Dados são de auditorias em repasses da União entre 2008 e 2010.
Mariana Oliveira
A Controladoria Geral da União (CGU) constatou superfaturamento e sobrepreço em obras públicas realizadas em pelo menos dez cidades do Nordeste que, entre 2008 e 2010, receberam verbas da União para reconstrução após tragédias, segundo relatório do órgão obtido peloG1.
As dez cidades nas quais foram verificadas fraudes na aplicação dos recursos são de cinco estados: Piauí (Castelo do Piauí, Prata do Piauí e São Miguel da Baixa Grande); Ceará (Coreaú, Groaíras e Massapê); Maranhão (Dom Pedro e Grajaú); Rio Grande do Norte (Assú); e Sergipe (Maruim).
Na maioria dos casos, a obras foram executadas pelos governos estaduais. Há casos, como o da Prefeitura de Assú, em que a responsabilidade pela execução da obra é do município.
A Controladoria enviou ao G1 um relatório com constatações - e não as investigações em andamento - de irregularidades em repasses feitos entre 2008 e 2010. Segundo a assessoria do órgão, "a planilha relata os principais problemas" identificados pela CGU e é possível que haja outros casos pelo país não informados.
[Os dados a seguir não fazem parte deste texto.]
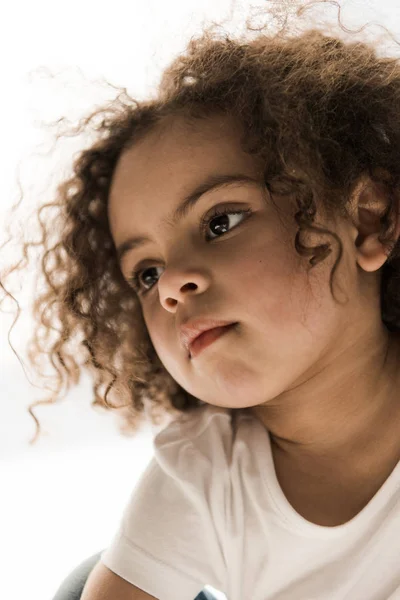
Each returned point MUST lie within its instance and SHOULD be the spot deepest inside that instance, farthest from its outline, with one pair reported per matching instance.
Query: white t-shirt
(209, 510)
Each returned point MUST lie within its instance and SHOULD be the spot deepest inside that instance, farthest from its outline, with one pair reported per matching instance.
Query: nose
(175, 287)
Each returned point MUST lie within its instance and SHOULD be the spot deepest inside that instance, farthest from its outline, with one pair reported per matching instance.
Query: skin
(323, 377)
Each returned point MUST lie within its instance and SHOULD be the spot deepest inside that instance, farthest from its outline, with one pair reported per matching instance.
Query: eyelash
(134, 279)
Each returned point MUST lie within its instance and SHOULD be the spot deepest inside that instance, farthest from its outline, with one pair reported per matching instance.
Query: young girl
(230, 257)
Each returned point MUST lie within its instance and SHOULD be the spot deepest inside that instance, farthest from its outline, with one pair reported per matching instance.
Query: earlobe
(370, 254)
(369, 204)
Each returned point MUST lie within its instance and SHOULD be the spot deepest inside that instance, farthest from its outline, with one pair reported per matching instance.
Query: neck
(345, 412)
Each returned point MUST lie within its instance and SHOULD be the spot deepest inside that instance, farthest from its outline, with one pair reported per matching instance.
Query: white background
(61, 500)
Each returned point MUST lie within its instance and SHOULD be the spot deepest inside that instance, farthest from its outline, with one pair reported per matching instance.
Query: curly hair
(318, 110)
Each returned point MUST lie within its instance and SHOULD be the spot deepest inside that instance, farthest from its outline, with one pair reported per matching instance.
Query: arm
(103, 584)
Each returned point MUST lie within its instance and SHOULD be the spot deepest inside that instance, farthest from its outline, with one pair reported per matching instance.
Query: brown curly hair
(318, 110)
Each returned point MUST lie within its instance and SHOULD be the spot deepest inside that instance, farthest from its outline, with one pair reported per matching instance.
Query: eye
(136, 279)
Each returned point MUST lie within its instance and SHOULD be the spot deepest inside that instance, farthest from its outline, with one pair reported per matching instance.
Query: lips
(207, 338)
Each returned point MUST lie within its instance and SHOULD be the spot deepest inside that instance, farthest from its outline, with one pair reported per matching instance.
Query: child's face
(287, 330)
Na lista, aparecem supostas fraudes em 15 cidades, todas do Nordeste. Além das dez em que foram constatados superfaturamento e sobrepreço, há ainda outras cinco em que são apontadas irregularidades no processo de licitação, falhas no projeto da obra e execução fora de prazo.
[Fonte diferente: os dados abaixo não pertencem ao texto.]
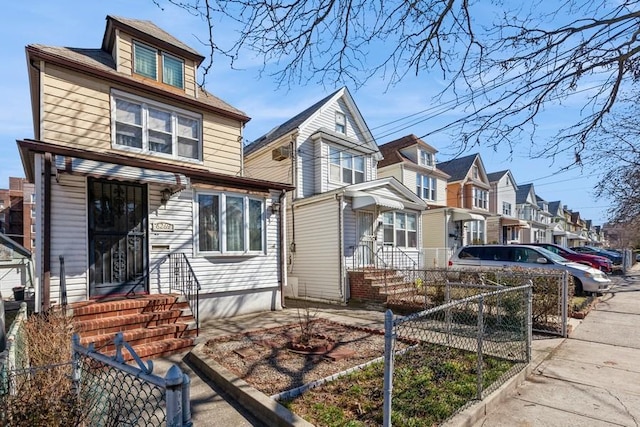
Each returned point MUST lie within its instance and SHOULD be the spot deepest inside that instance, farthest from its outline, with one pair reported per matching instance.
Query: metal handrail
(183, 279)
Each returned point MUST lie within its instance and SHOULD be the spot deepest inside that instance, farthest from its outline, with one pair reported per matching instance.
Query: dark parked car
(613, 256)
(595, 261)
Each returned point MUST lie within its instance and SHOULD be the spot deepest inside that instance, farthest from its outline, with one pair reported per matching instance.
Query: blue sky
(80, 23)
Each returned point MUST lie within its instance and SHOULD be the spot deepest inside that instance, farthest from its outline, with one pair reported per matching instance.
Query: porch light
(165, 195)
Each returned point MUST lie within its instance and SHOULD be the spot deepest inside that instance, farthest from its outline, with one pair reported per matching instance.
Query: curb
(263, 407)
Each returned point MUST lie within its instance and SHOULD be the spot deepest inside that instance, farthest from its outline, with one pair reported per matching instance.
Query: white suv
(587, 279)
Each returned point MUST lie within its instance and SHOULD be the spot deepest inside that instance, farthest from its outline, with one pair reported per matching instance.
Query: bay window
(151, 127)
(229, 224)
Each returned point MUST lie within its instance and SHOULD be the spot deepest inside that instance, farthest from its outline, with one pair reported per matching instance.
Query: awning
(467, 216)
(514, 222)
(77, 166)
(365, 200)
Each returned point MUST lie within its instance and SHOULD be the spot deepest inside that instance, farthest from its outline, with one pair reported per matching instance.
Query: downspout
(282, 230)
(46, 241)
(342, 284)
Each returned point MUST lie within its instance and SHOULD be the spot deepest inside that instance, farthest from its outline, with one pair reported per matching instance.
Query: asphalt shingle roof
(288, 126)
(457, 168)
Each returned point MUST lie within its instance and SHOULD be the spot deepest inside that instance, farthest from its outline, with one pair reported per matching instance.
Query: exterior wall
(124, 60)
(315, 263)
(77, 113)
(261, 165)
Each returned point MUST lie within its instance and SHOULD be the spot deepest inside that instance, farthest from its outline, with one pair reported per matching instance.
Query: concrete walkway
(592, 378)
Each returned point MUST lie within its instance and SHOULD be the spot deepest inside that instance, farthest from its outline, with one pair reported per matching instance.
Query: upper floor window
(341, 123)
(425, 158)
(506, 208)
(145, 63)
(344, 167)
(480, 198)
(426, 187)
(152, 127)
(229, 224)
(400, 229)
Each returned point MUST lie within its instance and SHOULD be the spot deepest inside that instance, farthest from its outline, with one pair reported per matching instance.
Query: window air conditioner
(281, 153)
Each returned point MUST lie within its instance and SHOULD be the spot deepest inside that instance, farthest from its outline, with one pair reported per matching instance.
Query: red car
(595, 261)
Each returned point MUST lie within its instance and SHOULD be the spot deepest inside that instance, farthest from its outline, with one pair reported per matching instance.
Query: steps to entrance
(154, 325)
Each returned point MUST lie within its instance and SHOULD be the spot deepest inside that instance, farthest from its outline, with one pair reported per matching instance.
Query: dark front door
(117, 238)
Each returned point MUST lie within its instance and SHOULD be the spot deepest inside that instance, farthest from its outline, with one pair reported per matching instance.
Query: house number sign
(162, 227)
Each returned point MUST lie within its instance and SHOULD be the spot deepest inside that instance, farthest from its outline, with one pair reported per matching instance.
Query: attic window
(145, 63)
(341, 123)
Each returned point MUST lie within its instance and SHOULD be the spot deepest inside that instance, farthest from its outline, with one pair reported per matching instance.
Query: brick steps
(154, 325)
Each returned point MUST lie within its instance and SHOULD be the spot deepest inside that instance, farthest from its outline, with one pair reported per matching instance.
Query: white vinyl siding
(317, 257)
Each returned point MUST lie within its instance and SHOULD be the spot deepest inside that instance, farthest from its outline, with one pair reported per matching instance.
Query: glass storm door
(366, 238)
(117, 238)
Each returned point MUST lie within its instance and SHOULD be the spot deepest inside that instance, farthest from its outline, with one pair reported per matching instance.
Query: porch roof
(363, 200)
(514, 222)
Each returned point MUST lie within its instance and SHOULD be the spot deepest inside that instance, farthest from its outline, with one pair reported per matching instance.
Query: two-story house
(413, 162)
(132, 162)
(341, 215)
(463, 220)
(504, 226)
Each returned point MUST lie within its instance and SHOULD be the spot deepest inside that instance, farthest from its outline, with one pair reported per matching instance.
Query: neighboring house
(341, 217)
(413, 162)
(16, 267)
(133, 161)
(528, 210)
(504, 226)
(17, 212)
(558, 223)
(463, 221)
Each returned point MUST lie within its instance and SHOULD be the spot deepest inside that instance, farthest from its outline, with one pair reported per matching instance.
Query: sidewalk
(592, 378)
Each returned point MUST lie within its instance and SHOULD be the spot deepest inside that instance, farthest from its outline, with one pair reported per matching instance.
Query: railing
(182, 279)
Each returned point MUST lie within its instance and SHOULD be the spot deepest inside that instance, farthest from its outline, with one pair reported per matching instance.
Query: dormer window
(145, 63)
(341, 123)
(425, 158)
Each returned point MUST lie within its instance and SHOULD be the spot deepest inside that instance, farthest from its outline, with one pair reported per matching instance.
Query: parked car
(587, 279)
(615, 258)
(596, 261)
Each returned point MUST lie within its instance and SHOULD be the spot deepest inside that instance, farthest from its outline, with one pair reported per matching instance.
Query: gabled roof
(100, 63)
(522, 193)
(457, 168)
(391, 150)
(288, 126)
(496, 176)
(146, 30)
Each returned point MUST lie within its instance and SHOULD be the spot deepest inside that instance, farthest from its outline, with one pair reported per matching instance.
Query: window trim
(222, 234)
(175, 112)
(341, 164)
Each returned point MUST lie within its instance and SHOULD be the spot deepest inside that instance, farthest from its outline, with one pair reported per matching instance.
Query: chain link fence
(552, 292)
(461, 351)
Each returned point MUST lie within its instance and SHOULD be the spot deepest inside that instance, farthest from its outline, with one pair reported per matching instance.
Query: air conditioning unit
(281, 153)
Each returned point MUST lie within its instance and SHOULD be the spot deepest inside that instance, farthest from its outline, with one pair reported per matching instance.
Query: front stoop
(378, 286)
(154, 325)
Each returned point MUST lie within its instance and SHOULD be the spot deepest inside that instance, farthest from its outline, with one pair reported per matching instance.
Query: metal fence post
(565, 303)
(174, 380)
(186, 401)
(529, 319)
(388, 367)
(480, 333)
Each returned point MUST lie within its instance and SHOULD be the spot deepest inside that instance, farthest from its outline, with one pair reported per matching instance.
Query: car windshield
(553, 257)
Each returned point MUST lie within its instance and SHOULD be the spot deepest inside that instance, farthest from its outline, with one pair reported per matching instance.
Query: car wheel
(578, 287)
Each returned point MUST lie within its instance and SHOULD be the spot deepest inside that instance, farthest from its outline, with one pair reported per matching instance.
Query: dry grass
(44, 394)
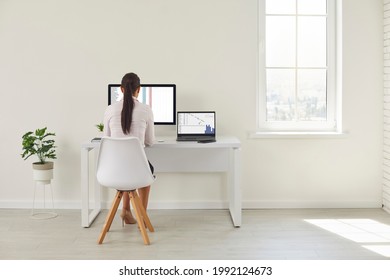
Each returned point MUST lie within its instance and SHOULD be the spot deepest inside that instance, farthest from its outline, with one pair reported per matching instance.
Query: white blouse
(142, 125)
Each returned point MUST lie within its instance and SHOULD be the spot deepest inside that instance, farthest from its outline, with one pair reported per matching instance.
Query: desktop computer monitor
(160, 97)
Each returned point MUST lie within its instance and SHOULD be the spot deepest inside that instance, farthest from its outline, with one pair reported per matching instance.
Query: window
(297, 66)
A CGU informou que todas as constatações de irregularidades foram enviadas com recomendações para providências à Secretaria Nacional de Defesa Civil, responsável pelos repasses.
Secretaria responde
Em nota enviada ao G1, a Secretaria Nacional de Defesa Civil informou que "em relação às irregularidades quanto ao repasse de recursos, o Ministério da Integração (pasta responsável pela secretaria) está aguardando a conclusão de novos relatórios".
Afirmou que, conforme a lei, se constatada a má utilização do dinheiro público, o governo pode "suspender a liberação dos recursos e, eventualmente, determinar a devolução; além de comunicar o fato aos órgãos de controle interno ou externo competentes para adoção das medidas cabíveis".
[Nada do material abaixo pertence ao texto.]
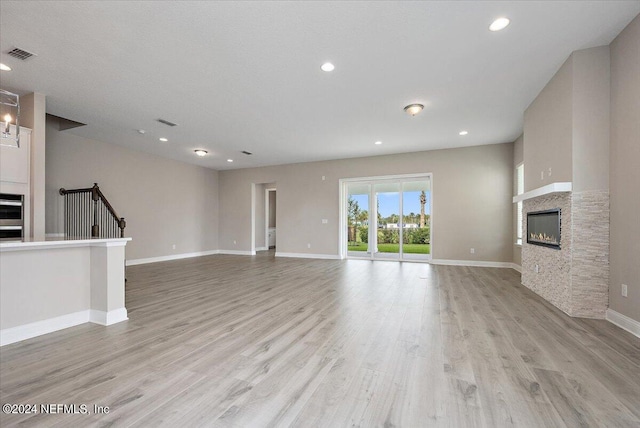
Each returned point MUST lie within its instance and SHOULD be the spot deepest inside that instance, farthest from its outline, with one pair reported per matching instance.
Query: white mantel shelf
(544, 190)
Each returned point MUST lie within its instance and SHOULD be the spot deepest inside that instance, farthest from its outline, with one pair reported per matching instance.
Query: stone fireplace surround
(575, 278)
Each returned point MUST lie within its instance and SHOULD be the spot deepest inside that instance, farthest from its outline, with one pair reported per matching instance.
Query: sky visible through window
(389, 203)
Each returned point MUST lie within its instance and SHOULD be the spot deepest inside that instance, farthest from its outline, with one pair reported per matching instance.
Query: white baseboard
(237, 252)
(475, 263)
(309, 256)
(38, 328)
(108, 318)
(624, 322)
(170, 257)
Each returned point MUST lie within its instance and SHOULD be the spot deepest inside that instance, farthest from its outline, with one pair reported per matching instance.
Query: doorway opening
(263, 217)
(387, 218)
(270, 217)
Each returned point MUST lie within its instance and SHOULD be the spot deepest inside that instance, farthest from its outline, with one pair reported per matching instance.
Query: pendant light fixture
(9, 118)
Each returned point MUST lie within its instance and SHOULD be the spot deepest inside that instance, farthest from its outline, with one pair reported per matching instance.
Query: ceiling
(246, 75)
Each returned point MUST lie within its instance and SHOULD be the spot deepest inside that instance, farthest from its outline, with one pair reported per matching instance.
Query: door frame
(342, 229)
(266, 215)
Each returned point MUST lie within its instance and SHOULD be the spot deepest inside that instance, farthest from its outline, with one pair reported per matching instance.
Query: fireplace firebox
(544, 227)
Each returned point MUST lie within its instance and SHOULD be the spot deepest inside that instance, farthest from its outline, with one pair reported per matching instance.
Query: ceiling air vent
(20, 54)
(166, 122)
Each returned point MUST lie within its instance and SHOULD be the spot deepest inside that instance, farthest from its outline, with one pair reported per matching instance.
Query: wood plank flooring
(236, 341)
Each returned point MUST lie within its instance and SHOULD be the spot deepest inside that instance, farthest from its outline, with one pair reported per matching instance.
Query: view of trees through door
(389, 219)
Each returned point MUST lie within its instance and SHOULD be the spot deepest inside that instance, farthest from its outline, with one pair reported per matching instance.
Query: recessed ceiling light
(499, 24)
(327, 66)
(413, 109)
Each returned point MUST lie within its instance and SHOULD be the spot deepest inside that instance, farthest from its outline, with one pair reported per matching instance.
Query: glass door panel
(416, 215)
(389, 223)
(357, 211)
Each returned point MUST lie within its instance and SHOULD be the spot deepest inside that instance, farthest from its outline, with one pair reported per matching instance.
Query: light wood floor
(258, 341)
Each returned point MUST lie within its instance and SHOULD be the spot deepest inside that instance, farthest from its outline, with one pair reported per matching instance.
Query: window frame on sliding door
(343, 196)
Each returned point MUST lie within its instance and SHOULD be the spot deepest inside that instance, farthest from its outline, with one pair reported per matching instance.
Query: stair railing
(89, 214)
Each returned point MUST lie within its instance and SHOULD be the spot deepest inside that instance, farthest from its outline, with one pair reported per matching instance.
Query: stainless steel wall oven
(11, 217)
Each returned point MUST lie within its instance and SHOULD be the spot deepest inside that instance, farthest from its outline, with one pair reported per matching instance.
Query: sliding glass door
(357, 212)
(388, 218)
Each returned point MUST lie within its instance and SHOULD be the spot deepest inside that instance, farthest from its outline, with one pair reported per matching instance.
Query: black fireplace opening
(544, 227)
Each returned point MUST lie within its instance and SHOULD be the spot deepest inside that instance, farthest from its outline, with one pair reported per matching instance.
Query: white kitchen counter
(32, 244)
(59, 283)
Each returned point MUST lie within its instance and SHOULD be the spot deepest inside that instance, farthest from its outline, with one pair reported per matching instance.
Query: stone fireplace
(573, 276)
(544, 228)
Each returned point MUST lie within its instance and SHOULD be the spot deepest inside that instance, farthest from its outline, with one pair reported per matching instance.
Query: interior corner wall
(548, 131)
(518, 158)
(591, 89)
(32, 115)
(624, 173)
(472, 208)
(164, 202)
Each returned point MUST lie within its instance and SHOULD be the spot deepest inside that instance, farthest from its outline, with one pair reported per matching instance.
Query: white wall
(164, 202)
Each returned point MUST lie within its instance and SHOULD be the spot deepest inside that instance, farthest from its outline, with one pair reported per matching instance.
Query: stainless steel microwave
(11, 217)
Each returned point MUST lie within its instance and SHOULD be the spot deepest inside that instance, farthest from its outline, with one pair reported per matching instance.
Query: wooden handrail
(96, 194)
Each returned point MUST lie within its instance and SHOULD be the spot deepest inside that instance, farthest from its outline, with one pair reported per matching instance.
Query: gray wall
(566, 127)
(165, 202)
(591, 89)
(624, 170)
(548, 132)
(472, 201)
(518, 157)
(272, 209)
"Significa dizer que, ao se evidenciar a malversação, má utilização e desvio dos recursos transferidos de recursos públicos, serão adotadas medidas tendentes ao ressarcimento ao erário, sem prejuízo do eventual ajuizamento de ações civis públicas de improbidade administrativa e da notificação do Ministério Público Federal e da Polícia Federal com vistas à punição dos envolvidos na esfera criminal", diz a nota.
Conforme a Controladoria, foram abertas 1.044 ordens de serviço - que são como auditorias - referentes aos termos assinados. O número de auditorias é maior do que o de termos porque um mesmo termo pode repassar verba para diversas cidades. Das ordens de serviço, cerca de 210 foram concluídas e as demais 830 estão em andamento.
A CGU não informou quantas auditorias entre as 210 concluídas constataram irregularidades. Disse apenas que as dez cidades do Nordeste citadas nesta reportagem estão dentro das investigações concluídas. Por meio da assessoria, o órgão informou que sempre que são localizados indícios de crimes na aplicação da verba o relatório da CGU é encaminhado à Polícia Federal e ao Ministério Público para investigação policial ou instauração de processos judiciais.
"Para evitar a repetição desses casos, a CGU tem defendido sempre um processo transparente da aplicação de recursos", afirmou o órgão ao G1. A CGU apontou também que uma maneira de controle seria "a disponibilização em portal específico de todas as contratações realizadas".